4318 Baťa

Discovery
- Discovered by: Z. Vávrová
- Discovery site: Kleť Obs.
- Discovery date: 21 February 1980

Designations
- Named after: Tomáš Baťa (Czech businessman)
- Alternative designations: 1980 DE_{1} · 1977 TB_{3} 1986 GJ
- Minor planet category: main-belt · (outer) background

Orbital characteristics
- Epoch 27 April 2019 (JD 2458600.5)
- Uncertainty parameter 0
- Observation arc: 61.48 yr (22,457 d)
- Aphelion: 3.5580 AU
- Perihelion: 2.8881 AU
- Semi-major axis: 3.2231 AU
- Eccentricity: 0.1039
- Orbital period (sidereal): 5.79 yr (2,113 d)
- Mean anomaly: 313.92°
- Mean motion: 0° 10^{m} 13.08^{s} / day
- Inclination: 9.5410°
- Longitude of ascending node: 33.144°
- Argument of perihelion: 96.856°

Physical characteristics
- Mean diameter: 25.79±4.95 km 27.47±8.03 km 28.26±1.20 km
- Synodic rotation period: 10.571±0.2523 h
- Geometric albedo: 0.05 0.051 0.055
- Spectral type: D (SDSS-MOC)
- Absolute magnitude (H): 11.60 11.70 11.8 11.98

= 4318 Baťa =

Main-belt asteroid

4318 Baťa, provisional designation , is a dark background asteroid from the outermost regions of the asteroid belt, approximately 27 km in diameter.
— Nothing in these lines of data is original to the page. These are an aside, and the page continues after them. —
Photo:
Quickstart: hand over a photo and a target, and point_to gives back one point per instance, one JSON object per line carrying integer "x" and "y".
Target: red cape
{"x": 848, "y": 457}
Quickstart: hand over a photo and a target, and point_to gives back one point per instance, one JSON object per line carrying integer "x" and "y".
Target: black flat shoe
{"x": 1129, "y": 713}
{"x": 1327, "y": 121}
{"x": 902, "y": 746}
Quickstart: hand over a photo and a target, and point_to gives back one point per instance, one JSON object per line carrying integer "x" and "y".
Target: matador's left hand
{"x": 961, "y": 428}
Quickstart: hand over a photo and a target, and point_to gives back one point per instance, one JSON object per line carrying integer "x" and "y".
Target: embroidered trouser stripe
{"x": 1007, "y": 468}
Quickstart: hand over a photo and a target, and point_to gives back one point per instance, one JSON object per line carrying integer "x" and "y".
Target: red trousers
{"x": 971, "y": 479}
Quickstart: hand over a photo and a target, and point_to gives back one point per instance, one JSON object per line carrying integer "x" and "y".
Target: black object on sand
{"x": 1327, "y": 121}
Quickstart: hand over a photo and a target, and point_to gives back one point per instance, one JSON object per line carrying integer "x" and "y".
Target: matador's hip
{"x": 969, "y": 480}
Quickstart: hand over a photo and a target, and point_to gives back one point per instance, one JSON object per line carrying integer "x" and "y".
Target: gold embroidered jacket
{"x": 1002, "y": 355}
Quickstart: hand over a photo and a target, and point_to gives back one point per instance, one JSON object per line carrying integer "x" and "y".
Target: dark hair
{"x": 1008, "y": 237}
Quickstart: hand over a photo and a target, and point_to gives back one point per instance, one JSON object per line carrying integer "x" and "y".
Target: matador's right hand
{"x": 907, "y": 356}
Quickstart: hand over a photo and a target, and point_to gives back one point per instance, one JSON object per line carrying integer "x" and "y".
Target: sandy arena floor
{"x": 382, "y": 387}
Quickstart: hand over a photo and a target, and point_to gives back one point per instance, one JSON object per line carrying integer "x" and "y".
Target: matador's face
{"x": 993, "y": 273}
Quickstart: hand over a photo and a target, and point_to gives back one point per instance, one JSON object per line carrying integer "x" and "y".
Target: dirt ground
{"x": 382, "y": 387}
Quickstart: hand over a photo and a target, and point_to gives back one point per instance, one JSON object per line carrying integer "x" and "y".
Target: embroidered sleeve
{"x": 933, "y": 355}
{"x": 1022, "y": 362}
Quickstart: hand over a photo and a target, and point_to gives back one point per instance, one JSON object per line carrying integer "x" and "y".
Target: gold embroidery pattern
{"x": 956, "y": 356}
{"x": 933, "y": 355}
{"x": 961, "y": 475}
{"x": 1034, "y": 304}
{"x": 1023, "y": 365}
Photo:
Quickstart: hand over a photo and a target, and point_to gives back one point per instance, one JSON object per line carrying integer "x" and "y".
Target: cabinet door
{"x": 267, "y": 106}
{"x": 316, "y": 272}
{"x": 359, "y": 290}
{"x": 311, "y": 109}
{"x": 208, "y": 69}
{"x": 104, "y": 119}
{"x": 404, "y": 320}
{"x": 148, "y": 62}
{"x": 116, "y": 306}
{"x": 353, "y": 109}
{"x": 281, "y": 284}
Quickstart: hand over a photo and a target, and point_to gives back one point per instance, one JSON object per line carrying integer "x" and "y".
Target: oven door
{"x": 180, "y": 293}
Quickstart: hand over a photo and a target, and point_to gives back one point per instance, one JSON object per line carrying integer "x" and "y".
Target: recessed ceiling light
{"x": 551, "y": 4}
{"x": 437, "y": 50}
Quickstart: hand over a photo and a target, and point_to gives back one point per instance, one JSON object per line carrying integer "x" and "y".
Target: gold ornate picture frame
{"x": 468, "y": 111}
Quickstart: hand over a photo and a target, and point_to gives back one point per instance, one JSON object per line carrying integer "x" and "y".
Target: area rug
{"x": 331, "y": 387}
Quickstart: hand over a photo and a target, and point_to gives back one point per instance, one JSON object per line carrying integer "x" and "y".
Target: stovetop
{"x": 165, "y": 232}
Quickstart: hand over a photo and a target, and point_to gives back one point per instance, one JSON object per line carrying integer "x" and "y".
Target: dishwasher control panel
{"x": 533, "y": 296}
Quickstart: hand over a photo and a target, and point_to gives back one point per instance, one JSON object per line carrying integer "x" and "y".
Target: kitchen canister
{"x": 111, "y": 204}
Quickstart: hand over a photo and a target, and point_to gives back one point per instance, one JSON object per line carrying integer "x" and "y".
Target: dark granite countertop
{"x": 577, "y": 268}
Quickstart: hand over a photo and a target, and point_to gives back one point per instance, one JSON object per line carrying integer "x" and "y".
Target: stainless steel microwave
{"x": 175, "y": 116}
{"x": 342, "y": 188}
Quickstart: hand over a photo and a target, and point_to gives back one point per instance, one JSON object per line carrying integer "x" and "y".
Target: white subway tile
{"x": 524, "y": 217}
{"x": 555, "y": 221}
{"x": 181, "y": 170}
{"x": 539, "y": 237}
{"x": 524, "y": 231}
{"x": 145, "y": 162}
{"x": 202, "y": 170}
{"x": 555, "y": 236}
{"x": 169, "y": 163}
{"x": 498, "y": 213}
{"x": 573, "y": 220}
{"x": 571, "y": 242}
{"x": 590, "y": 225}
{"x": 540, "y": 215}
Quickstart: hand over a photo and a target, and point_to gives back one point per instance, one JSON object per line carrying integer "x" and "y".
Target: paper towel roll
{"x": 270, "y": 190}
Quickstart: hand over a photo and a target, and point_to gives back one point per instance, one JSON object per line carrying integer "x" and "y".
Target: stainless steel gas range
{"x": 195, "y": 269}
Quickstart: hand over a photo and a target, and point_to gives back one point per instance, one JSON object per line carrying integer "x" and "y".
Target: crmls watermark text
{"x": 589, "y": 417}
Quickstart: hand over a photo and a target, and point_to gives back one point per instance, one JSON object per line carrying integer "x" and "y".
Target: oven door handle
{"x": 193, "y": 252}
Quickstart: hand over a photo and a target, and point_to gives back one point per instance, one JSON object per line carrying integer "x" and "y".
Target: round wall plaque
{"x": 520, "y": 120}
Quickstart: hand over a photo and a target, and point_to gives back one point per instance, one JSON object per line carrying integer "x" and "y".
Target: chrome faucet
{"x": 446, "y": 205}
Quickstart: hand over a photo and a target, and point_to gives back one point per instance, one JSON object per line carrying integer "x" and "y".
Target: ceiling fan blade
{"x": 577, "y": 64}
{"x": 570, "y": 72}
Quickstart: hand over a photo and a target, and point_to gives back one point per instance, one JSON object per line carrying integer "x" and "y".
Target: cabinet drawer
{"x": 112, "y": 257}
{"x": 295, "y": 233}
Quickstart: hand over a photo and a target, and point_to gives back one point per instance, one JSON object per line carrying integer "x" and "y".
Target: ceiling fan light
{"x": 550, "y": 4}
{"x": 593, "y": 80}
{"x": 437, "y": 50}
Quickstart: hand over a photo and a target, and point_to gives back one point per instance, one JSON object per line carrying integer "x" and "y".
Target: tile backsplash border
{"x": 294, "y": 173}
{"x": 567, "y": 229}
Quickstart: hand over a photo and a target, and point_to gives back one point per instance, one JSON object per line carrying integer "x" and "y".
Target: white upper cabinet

It was discovered on 21 February 1980, by astronomer Zdeňka Vávrová at the Kleť Observatory in the Czech Republic. The D-type asteroid has a rotation period of 10.6 hours and is likely elongated in shape. It was named in memory of Czech businessman Tomáš Baťa.

== Orbit and classification ==

Baťa is a non-family asteroid from the main belt's background population. It orbits the Sun in the outermost asteroid belt at a distance of 2.9–3.6 AU once every 5 years and 9 months (2,113 days; semi-major axis of 3.22 AU). Its orbit has an eccentricity of 0.10 and an inclination of 10° with respect to the ecliptic. The body's observation arc begins with a precovery taken at Palomar Observatory in April 1957, almost 23 years prior to its official discovery observation at the Kleť Observatory.

== Naming ==

This minor planet was named in memory of Tomáš Baťa (1876–1932), a world-renowned Czech businessman and founder of the Bata Shoe Organization. The official was published by the Minor Planet Center on 8 June 1990 (M.P.C. 16444).

== Physical characteristics ==

In the SDSS-based taxonomy, Baťa is a very dark D-type asteroid. This spectral type is typical in the outermost asteroid belt and often found in the Jupiter trojan population.

=== Rotation period ===

In April 2004, a rotational lightcurve of Baťa was obtained from photometric observations by astronomers at the Palomar Transient Factory in California. Lightcurve analysis gave a rotation period of 10.571±0.2523 hours with a high brightness amplitude of 0.62 magnitude, indicative of an elongated, non-spherical shape (U=2).

=== Diameter and albedo ===

According to the surveys carried out by the Japanese Akari satellite and the NEOWISE mission of NASA's Wide-field Infrared Survey Explorer, Baťa measures between 25.79 and 28.26 kilometers in diameter and its surface has an albedo between 0.05 and 0.055. The Collaborative Asteroid Lightcurve Link assumes a standard albedo for a carbonaceous asteroid of 0.057 and calculates a diameter of 21.09 kilometers based on an absolute magnitude of 12.11.